The C API was also horrible in that regard. I bet there’s not a handful of people on this mailing list who could tell you exactly how to invoke dispatch_after. Everybody just uses the Xcode macro because it’s a mountain of jargon that almost nobody needs to care about.
That’s the whole point of all of this - I’m not proposing removing functionality, just making it more obvious and intuitive. If these clocks have such enormous differences, they should have unique names to reflect that — and since we now know the clock, we can supply defaults and take intervals rather than absolute times, making the names fluent and clear.

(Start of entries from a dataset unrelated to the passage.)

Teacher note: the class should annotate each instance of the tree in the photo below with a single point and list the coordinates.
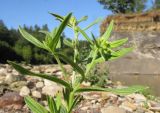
(156, 4)
(124, 6)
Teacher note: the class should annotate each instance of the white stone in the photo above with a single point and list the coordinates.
(138, 97)
(25, 91)
(36, 94)
(39, 84)
(112, 109)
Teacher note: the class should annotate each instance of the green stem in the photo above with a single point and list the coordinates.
(60, 64)
(89, 66)
(75, 44)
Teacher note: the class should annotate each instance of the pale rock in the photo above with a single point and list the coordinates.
(9, 78)
(112, 109)
(14, 72)
(59, 73)
(129, 106)
(25, 91)
(139, 98)
(39, 84)
(36, 94)
(51, 90)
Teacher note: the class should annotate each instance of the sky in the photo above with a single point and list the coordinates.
(31, 12)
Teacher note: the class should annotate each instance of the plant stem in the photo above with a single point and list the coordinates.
(75, 44)
(60, 64)
(89, 66)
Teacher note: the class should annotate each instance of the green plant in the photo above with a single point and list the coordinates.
(98, 76)
(101, 50)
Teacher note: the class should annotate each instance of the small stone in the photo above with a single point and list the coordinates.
(18, 85)
(25, 91)
(11, 100)
(9, 78)
(129, 106)
(112, 109)
(138, 98)
(39, 84)
(36, 94)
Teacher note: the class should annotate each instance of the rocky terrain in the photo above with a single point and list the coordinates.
(13, 87)
(142, 65)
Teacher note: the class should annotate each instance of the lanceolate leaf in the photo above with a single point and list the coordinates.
(118, 43)
(51, 78)
(85, 35)
(30, 38)
(74, 65)
(35, 106)
(60, 18)
(68, 43)
(120, 53)
(107, 34)
(59, 31)
(92, 24)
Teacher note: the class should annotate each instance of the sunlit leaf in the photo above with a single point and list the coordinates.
(68, 43)
(93, 23)
(35, 106)
(59, 31)
(107, 34)
(31, 38)
(85, 35)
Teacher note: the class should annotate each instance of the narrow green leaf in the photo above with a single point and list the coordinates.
(95, 40)
(45, 32)
(120, 53)
(118, 43)
(51, 78)
(74, 65)
(60, 18)
(51, 104)
(85, 35)
(68, 43)
(30, 38)
(35, 106)
(77, 99)
(59, 31)
(93, 23)
(58, 101)
(107, 34)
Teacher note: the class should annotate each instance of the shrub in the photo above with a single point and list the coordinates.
(101, 50)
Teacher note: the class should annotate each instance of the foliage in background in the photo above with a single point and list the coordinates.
(98, 76)
(101, 50)
(124, 6)
(20, 50)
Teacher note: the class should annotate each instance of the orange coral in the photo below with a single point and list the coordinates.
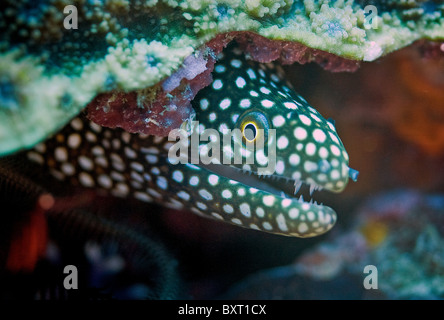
(419, 115)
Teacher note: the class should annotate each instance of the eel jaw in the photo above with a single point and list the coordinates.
(285, 213)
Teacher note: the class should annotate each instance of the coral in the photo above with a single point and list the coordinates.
(49, 73)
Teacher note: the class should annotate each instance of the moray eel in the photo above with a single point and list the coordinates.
(298, 147)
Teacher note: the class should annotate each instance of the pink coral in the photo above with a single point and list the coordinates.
(158, 110)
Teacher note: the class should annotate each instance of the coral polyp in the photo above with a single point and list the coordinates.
(50, 71)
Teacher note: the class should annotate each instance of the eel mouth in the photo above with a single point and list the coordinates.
(279, 186)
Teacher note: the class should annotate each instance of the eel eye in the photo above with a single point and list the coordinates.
(250, 131)
(253, 125)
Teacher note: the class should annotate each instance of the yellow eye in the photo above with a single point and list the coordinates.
(254, 126)
(249, 131)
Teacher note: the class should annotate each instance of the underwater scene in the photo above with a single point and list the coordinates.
(221, 150)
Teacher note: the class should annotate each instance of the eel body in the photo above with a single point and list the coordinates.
(268, 139)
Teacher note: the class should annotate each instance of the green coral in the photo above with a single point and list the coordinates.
(134, 44)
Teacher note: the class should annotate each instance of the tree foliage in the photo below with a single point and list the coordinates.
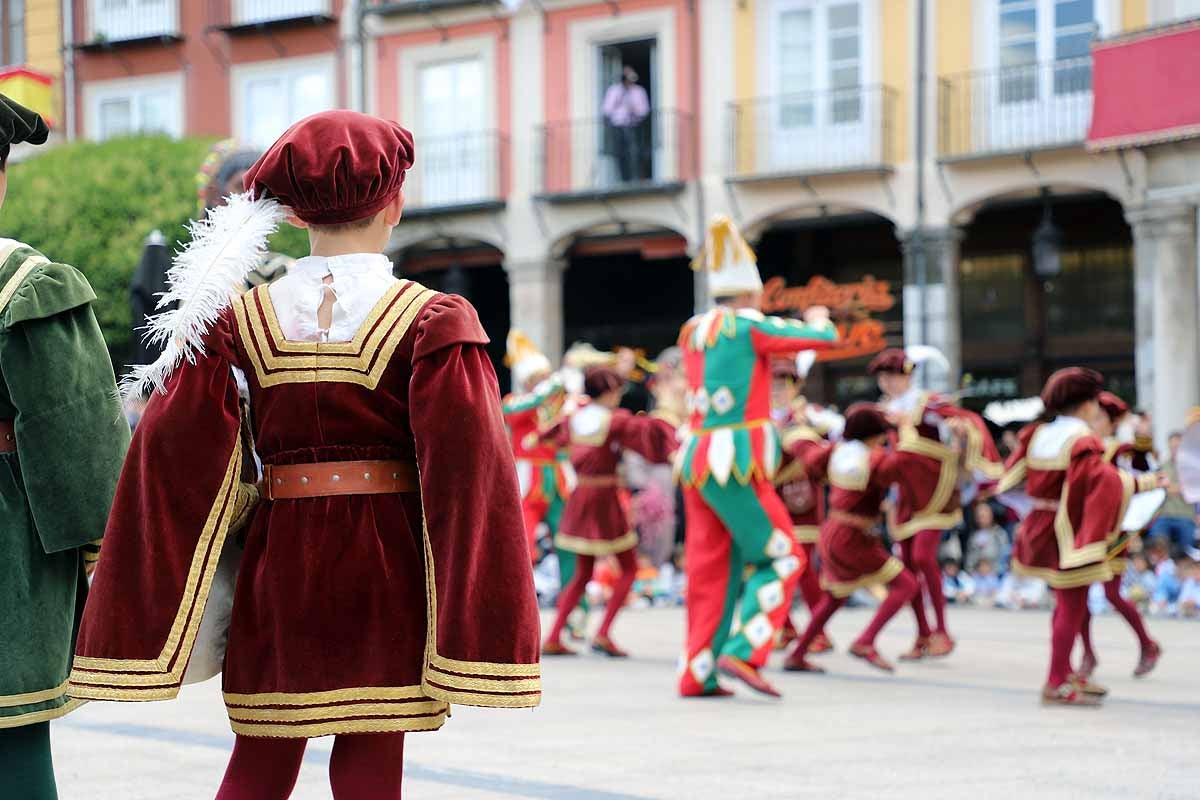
(93, 204)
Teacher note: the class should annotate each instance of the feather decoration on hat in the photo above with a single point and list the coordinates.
(204, 276)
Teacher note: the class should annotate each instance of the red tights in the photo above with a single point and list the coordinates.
(363, 767)
(1071, 606)
(1123, 607)
(900, 591)
(570, 596)
(919, 554)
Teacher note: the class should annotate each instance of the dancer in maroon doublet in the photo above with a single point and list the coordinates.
(861, 471)
(594, 522)
(928, 501)
(1078, 503)
(1123, 455)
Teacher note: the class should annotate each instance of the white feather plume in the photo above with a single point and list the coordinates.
(203, 277)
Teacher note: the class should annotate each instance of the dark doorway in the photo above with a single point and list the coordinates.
(1018, 328)
(630, 292)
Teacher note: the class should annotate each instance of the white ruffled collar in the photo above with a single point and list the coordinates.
(359, 281)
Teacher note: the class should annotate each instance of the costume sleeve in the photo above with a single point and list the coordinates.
(177, 499)
(649, 437)
(779, 335)
(71, 432)
(484, 627)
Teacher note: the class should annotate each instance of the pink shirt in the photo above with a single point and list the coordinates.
(625, 106)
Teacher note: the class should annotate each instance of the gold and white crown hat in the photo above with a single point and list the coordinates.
(727, 262)
(525, 359)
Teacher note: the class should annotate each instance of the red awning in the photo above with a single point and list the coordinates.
(1146, 88)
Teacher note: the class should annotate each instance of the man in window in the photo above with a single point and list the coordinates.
(625, 107)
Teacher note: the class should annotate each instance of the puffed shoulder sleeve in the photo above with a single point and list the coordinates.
(484, 645)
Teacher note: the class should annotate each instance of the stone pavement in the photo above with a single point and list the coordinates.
(965, 727)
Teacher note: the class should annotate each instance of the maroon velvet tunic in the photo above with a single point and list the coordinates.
(594, 522)
(352, 613)
(1079, 500)
(852, 555)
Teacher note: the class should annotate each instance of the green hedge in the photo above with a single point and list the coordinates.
(93, 204)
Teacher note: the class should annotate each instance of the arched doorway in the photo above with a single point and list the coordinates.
(851, 262)
(472, 269)
(627, 286)
(1020, 325)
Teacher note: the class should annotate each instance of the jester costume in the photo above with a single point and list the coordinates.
(383, 572)
(739, 547)
(63, 438)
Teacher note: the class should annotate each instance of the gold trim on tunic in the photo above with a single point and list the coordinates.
(582, 546)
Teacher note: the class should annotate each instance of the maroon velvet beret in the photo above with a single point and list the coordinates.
(334, 167)
(1113, 405)
(891, 360)
(601, 380)
(863, 421)
(1069, 388)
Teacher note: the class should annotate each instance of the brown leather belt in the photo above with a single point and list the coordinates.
(334, 477)
(853, 519)
(599, 481)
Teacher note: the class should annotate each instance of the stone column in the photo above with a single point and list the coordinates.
(942, 325)
(535, 302)
(1165, 247)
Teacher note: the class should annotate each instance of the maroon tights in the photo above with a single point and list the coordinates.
(1071, 606)
(900, 591)
(919, 554)
(1123, 607)
(363, 767)
(570, 596)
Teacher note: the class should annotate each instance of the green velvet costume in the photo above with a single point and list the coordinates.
(58, 390)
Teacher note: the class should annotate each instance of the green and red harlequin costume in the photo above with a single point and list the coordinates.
(739, 545)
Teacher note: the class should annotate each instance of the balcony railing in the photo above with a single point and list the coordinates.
(593, 156)
(127, 20)
(457, 170)
(811, 133)
(262, 12)
(1013, 109)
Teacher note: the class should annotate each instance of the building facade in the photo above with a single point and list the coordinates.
(925, 167)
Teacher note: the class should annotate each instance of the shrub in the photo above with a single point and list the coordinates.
(93, 204)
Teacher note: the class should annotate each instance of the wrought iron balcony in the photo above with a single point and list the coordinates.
(813, 133)
(594, 157)
(257, 13)
(1015, 109)
(459, 172)
(112, 22)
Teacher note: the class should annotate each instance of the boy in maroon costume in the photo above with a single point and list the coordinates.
(929, 501)
(861, 471)
(594, 522)
(1078, 504)
(385, 572)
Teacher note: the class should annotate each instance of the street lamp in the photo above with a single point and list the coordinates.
(1047, 244)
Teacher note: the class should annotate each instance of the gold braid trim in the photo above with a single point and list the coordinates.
(187, 619)
(886, 573)
(393, 725)
(34, 717)
(597, 546)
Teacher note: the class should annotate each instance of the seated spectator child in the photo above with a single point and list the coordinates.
(957, 585)
(1189, 593)
(987, 582)
(1139, 581)
(1019, 593)
(989, 540)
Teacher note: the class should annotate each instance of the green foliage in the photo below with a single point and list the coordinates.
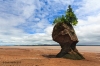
(69, 18)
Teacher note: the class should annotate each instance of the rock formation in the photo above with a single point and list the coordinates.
(65, 35)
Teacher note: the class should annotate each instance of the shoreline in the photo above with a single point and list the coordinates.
(93, 49)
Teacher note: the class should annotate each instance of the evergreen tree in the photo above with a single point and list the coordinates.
(69, 18)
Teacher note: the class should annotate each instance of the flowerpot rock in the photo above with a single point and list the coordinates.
(65, 35)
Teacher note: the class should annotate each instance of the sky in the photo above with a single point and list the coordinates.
(29, 22)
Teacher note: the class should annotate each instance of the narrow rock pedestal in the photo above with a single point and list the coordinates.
(65, 35)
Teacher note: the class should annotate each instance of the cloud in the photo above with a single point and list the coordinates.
(88, 30)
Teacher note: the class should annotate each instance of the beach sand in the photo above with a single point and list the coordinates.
(45, 56)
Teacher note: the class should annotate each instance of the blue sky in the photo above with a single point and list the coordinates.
(29, 22)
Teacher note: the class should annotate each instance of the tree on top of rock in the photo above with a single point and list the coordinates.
(69, 18)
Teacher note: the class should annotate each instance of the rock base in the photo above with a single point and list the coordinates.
(73, 55)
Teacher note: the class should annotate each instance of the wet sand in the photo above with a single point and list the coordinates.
(45, 56)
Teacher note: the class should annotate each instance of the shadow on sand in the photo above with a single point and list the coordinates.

That’s why I think my proposed change is so much for the better - it leads to massive simplifications all-around, and things will just make so much more sense afterwards, without reducing functionality. Nuances that were hidden will be exposed, and you won’t need to dig through interfaces looking for operator overloads any more - autocomplete will be able to tell you exactly what to enter.
That’s why I’m not disparaged by how many of you Apple guys disagree - after all, you guys designed the original C API that this very-closely follows (which is a great API, don’t get me wrong, but this function hasn’t adapted to Swift yet IMO). It could be clearer and more approachable for end-users.